Insomma, è necessario «mantenere la fedeltà ai tanti gesti che la nostra ricca tradizione ci ha affidato», ma con una mentalità nuova, mentre spesso «agiamo con quella dominante, del politicamente e religiosamente corretto».
Grave e attualissimo il monito finale dell’Arcivescovo: «stanno venendo i tempi in cui, se vogliamo essere cristiani, non saremmo lasciati tranquilli. Paolo VI nel 1923, scriveva al fratello Lodovico, “cercare l’uomo per cercare Dio” e anche la nostra Diocesi ha voluto riprendere il grande tema della Chiesa in uscita con la proposta pastorale di percorrere la via dell’umano. Questa è la direzione su cui dobbiamo applicarci attraverso la ricchezza della creatività ecclesiale e sociale di una città come Varese, vivace per le sue aggregazioni,oratori, movimenti». Proprio perché, lo diceva san Giovanni Paolo II – che salì al Sacro Monte nel novembre di trent’anni fa – “l’uomo è la via della Chiesa”
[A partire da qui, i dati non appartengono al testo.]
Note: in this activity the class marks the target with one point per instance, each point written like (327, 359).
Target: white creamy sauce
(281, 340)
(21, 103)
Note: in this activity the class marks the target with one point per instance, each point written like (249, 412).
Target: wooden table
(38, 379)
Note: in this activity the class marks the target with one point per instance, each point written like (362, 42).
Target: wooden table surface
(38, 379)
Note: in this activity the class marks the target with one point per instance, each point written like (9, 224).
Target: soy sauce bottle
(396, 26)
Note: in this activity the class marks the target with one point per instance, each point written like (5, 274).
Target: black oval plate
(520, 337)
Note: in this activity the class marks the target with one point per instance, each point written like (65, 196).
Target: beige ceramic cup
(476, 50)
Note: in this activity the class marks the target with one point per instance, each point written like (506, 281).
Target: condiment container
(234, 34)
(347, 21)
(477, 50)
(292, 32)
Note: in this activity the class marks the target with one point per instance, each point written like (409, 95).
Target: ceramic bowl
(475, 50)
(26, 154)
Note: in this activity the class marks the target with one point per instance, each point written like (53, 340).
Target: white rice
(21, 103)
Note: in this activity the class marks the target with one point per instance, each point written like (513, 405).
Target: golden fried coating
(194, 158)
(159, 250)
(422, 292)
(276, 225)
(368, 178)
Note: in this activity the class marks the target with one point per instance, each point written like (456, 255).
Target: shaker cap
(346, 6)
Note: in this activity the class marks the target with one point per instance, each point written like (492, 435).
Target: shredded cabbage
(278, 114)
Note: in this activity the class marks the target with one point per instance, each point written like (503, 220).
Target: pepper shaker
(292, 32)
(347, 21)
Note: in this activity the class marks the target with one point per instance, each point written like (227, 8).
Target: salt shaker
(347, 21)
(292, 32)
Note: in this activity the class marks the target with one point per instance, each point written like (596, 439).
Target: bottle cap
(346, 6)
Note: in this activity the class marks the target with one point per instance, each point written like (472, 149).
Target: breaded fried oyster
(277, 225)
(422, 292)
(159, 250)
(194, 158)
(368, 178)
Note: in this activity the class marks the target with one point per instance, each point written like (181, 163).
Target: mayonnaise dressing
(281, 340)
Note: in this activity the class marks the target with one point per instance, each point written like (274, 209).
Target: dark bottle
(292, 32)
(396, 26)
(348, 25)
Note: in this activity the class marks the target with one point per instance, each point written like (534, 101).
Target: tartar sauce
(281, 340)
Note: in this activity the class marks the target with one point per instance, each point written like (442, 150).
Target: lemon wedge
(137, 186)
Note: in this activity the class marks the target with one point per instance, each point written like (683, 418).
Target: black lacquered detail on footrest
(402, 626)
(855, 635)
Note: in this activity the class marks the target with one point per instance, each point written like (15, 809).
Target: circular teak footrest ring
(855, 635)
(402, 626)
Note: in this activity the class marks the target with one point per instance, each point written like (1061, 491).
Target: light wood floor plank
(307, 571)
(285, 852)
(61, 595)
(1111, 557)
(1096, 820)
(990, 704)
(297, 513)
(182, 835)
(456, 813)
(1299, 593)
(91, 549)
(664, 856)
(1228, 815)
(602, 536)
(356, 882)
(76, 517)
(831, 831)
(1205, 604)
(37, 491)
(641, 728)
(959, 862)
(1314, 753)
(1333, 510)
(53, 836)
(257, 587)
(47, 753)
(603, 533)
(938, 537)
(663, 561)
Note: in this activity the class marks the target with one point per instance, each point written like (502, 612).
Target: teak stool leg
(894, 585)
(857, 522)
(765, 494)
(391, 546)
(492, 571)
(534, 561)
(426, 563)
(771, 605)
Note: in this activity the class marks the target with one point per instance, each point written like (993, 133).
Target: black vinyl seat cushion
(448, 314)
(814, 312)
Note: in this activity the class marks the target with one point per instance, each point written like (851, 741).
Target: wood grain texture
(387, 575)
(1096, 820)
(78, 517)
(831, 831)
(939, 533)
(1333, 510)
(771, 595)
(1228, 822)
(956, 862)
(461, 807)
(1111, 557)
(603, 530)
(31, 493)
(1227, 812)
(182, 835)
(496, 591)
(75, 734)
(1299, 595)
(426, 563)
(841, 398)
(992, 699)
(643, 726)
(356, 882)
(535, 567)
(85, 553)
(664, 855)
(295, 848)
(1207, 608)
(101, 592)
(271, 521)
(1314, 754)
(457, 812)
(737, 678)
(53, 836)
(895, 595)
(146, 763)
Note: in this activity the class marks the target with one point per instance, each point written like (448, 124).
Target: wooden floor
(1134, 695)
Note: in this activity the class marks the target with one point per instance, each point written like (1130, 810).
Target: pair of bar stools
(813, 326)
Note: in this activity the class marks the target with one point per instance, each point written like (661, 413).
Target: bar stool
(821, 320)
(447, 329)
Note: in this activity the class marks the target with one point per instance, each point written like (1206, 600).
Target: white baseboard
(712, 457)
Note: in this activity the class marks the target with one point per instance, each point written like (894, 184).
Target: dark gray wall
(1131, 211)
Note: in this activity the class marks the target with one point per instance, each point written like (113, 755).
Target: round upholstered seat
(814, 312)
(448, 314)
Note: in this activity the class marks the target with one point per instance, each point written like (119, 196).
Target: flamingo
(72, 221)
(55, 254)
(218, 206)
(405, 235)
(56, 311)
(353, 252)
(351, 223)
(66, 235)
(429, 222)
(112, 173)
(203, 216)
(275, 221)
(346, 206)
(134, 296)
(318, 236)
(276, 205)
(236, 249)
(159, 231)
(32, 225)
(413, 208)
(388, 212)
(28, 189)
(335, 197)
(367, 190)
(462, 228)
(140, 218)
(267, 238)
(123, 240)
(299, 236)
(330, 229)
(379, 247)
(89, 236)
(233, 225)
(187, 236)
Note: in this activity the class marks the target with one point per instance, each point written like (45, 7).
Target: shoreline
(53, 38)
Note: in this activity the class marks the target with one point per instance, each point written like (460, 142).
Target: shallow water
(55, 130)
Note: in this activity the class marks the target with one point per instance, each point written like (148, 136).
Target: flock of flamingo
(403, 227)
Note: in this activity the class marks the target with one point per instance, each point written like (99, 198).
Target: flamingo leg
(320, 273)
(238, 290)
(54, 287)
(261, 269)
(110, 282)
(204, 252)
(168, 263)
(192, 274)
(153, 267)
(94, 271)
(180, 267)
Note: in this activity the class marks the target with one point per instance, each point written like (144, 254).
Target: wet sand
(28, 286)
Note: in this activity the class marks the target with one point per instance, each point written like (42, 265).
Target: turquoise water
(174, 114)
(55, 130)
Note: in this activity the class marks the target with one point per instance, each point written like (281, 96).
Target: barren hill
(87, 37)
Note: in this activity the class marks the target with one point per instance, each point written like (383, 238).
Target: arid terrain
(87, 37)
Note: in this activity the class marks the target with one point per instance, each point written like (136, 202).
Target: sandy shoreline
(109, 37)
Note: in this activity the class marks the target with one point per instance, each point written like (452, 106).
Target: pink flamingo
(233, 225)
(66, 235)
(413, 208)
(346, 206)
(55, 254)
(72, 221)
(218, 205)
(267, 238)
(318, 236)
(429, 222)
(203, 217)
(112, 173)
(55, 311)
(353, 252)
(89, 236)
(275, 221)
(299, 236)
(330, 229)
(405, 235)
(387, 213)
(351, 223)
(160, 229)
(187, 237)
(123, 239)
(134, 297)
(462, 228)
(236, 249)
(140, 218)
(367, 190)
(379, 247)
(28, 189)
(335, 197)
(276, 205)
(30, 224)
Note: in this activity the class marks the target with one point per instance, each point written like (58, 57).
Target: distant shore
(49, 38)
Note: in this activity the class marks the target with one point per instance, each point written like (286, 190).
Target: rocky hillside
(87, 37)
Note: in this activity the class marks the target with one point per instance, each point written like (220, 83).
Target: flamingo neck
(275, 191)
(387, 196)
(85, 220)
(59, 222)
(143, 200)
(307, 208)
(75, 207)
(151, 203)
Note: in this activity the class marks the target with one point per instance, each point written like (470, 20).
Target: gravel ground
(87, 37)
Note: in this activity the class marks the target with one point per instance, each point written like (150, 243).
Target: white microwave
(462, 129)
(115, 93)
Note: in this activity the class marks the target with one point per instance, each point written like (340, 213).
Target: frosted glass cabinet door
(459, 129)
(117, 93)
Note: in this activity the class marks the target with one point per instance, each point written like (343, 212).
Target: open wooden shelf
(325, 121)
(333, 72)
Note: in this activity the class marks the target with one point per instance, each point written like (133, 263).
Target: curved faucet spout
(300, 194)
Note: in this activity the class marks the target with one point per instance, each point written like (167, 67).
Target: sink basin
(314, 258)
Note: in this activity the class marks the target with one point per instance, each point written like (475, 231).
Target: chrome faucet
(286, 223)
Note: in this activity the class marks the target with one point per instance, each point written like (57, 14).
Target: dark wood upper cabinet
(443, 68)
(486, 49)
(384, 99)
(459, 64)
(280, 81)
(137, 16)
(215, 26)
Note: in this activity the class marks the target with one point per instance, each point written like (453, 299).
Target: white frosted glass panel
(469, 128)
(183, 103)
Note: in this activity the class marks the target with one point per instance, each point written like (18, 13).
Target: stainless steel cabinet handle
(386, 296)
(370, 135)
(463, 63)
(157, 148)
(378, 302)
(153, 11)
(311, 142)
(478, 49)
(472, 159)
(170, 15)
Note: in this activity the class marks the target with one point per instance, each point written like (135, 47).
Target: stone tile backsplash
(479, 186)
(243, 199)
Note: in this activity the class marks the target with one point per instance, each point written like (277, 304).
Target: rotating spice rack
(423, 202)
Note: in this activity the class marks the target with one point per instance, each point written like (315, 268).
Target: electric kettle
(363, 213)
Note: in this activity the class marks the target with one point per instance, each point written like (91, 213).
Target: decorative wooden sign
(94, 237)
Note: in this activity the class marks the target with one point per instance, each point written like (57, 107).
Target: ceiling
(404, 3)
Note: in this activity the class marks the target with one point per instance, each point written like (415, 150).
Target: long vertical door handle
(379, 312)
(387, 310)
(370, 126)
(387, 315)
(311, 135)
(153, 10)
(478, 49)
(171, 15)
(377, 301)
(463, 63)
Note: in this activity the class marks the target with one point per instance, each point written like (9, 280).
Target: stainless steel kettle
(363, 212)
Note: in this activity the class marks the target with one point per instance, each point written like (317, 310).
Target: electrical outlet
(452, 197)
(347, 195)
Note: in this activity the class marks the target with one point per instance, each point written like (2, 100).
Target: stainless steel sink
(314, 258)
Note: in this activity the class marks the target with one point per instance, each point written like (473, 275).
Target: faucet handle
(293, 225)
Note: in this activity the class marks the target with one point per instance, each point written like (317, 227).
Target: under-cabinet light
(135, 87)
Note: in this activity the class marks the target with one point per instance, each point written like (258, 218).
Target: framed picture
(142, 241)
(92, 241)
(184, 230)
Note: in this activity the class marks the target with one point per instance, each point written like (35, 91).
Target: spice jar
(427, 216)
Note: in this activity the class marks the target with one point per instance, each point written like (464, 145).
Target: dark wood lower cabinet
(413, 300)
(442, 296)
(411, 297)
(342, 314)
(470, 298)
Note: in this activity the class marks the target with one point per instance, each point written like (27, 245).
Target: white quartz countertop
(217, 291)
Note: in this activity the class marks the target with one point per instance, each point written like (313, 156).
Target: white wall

E, in conclusione, l’Arcivescovo ancora dice il suo grazie «di cuore per questo bell’invito che mi ha permesso di aprire la giornata nella bellezza e nel conforto. Il modo più semplice è comunicare la verità dei ciò che compiamo, e dunque, un gesto come questo non deve rimanere chiuso nel nostro cuore, ma testimoniamolo. La missione non è una macchina da guerra è la comunicazione della vita. Ricordiamo gli uomini della giustizia e della religione che, in Medio Oriente, vengono perseguitati, preghiamo per tutti i cristiani che hanno perso le loro case e per il viaggio le Santo Padre in Turchia».